Publication: Eurasia Daily Monitor Volume: 2 Issue: 5

Russian President Vladimir Putin clearly wanted to have the last word about the year 2004. First he shifted his “traditional” lengthy press conference to December 23, and then he confidently insisted that the country is on the right course whatever question a bothersome journalist would dare to rise. The last word, however, was not his: Andrei Illarionov, the president’s economic adviser, held his own press conference on December 28, where he delivered a sharply critical evaluation of the economic and political situation in the country. His statements have received far greater attention from the international media than the president’s, not only because scandal is an irresistible attraction for journalists but also because his assessments appear much more precise and measured than the official picture of a “generally positive year” (Wall Street Journal, January 6; New York Times, January 4).

Illarionov’s previous PR bombshell exploded in early October, when he gave an interview to the Financial Times (October 8, 2004) and then published a letter with clarifications (that did not soften the main point at all) and provided a series of follow-up comments to the Russian media with pointed criticism of the government’s inconsistent and contradictory economic policy. His “end-of-the-year” evaluation is significantly more negative, boiling down to the point that the policy is no longer inconsistent — it is consistently wrong (Ezhenedelny zhurnal, December 28). It is probably not the formal ratification of the Kyoto protocol — which Illarionov opposed to the bitter end — that pushed him that much further in his assessments (Ekho Moskvy, October 22, 2004). It was rather the December 22 meeting of the government, in which Minister for Economic Development German Gref tried to explain in no uncertain terms that the slowdown of economic growth was a direct result of the current policy of no reforms, but Prime Minister Mikhail Fradkov insisted on pursuing the “presidential goal of doubling the GDP” no matter what (Kommersant, December 23).
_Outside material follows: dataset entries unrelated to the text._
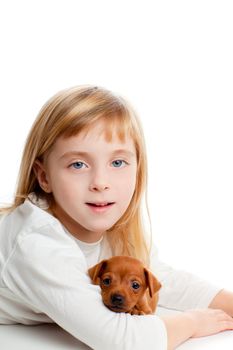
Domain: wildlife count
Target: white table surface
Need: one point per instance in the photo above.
(52, 337)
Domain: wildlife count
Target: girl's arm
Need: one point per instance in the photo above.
(223, 300)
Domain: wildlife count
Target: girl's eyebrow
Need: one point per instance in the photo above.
(88, 155)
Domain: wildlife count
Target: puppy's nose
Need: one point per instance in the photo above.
(117, 299)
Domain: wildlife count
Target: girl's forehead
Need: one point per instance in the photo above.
(96, 139)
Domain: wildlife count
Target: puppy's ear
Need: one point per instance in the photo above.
(153, 284)
(96, 271)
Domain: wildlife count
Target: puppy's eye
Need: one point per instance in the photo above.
(106, 281)
(135, 285)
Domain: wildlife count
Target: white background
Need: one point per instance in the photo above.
(173, 61)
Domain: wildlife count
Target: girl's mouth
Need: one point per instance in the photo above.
(100, 207)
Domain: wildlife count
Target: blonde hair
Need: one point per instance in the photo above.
(68, 113)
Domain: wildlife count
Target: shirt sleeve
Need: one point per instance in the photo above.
(181, 290)
(52, 278)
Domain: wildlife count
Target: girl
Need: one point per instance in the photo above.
(78, 200)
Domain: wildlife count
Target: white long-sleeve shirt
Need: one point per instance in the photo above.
(43, 278)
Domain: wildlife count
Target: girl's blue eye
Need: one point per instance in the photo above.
(118, 163)
(78, 165)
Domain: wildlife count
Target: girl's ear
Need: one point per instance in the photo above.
(41, 176)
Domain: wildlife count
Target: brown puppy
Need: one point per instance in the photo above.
(126, 285)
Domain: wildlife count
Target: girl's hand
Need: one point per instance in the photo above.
(208, 321)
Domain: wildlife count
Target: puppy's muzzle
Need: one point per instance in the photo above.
(117, 300)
It has long become obvious that the main preoccupation of Fradkov’s government is self-improvement through the hopelessly misguided administrative reform (Gazeta.ru, January 6). But what emerged from that particular meeting was the definitive conclusion that the small group of people that sits on the very top of the “vertical power structure” has no interest whatsoever in the real situation. Putin’s press conference was an exercise in reshaping the objective trends perceived by the will of the ultimate authority, and Illarionov declared that he was not going along with this “virtual reality.”

The crossroads where the president and his advisors part company in the most irreconcilable way is marked with a signpost reading “Yukos.” Putin, unlike on several other carefully staged occasions, such as the Congress of Entrepreneurs, did not avoid the issue at his press conference. He stated firmly and clearly that everything was just fine with the dismemberment of this company guilty of so many sins; he did not need to know all the small details, like the name of the new company that grabbed the loot, but he knew the people — and that was enough. Illarionov qualified the destruction of “the best company in Russia” as the “swindle of the year” that had inflicted massive damage on Russia’s investment climate and mentioned specifically the clumsy and incompetent way of executing the expropriation.

Back in October, Illarionov had characterized the “atmosphere of fear” spreading in the country, but it appears that he is not inhaling this poisoned air. There is no issue more sensitive to the “president’s men” than Yukos; and only one man dares to step again and again on this painful toe. It was unthinkable that this behavior could be left unpunished, and, indeed, this week Illarionov was relieved of his duties as the president’s “sherpa” in the G8 (Gazeta.ru, January 4). The punishment appears quite mild, and many Russian commentators ponder about Illarionov’s boldness, applauding his skill in a situation where a “proper” reaction would only make things worse or speculating about a possible ‘”green light” for this dissent coming from Putin, who might be eager to maintain some illusions about his liberalism (vip.lenta.ru, January 7).

It is nevertheless entirely possible that Illarionov remains immune to the widespread bureaucratic fear, because he is ready to resign from his post at any moment and does not depend upon the benevolence of the highest levels. The faceless “gray cardinals” around the president could deny him access to the “royal ear,” so he gets attention by creating a public scandal. His lengthy interview with Ekho Moskvy on December 30 conveys a genuine impression that he is convinced that the wall of self-deception around the Kremlin has to be breached — and that he does not care if his one-man assault costs him the job.

Illarionov probably deserves to be called the “man of the year” in Russian politics, but there is another candidate for that honor who spent all 2004 behind bars. The president’s adviser acknowledged the moral leadership of that man by paying a surprise visit to Moscow’s Meschansky court on December 31. Nothing special was happening there that day, just a regular session in the endless hearings of the case of former Yukos chief Mikhail Khodorkovsky.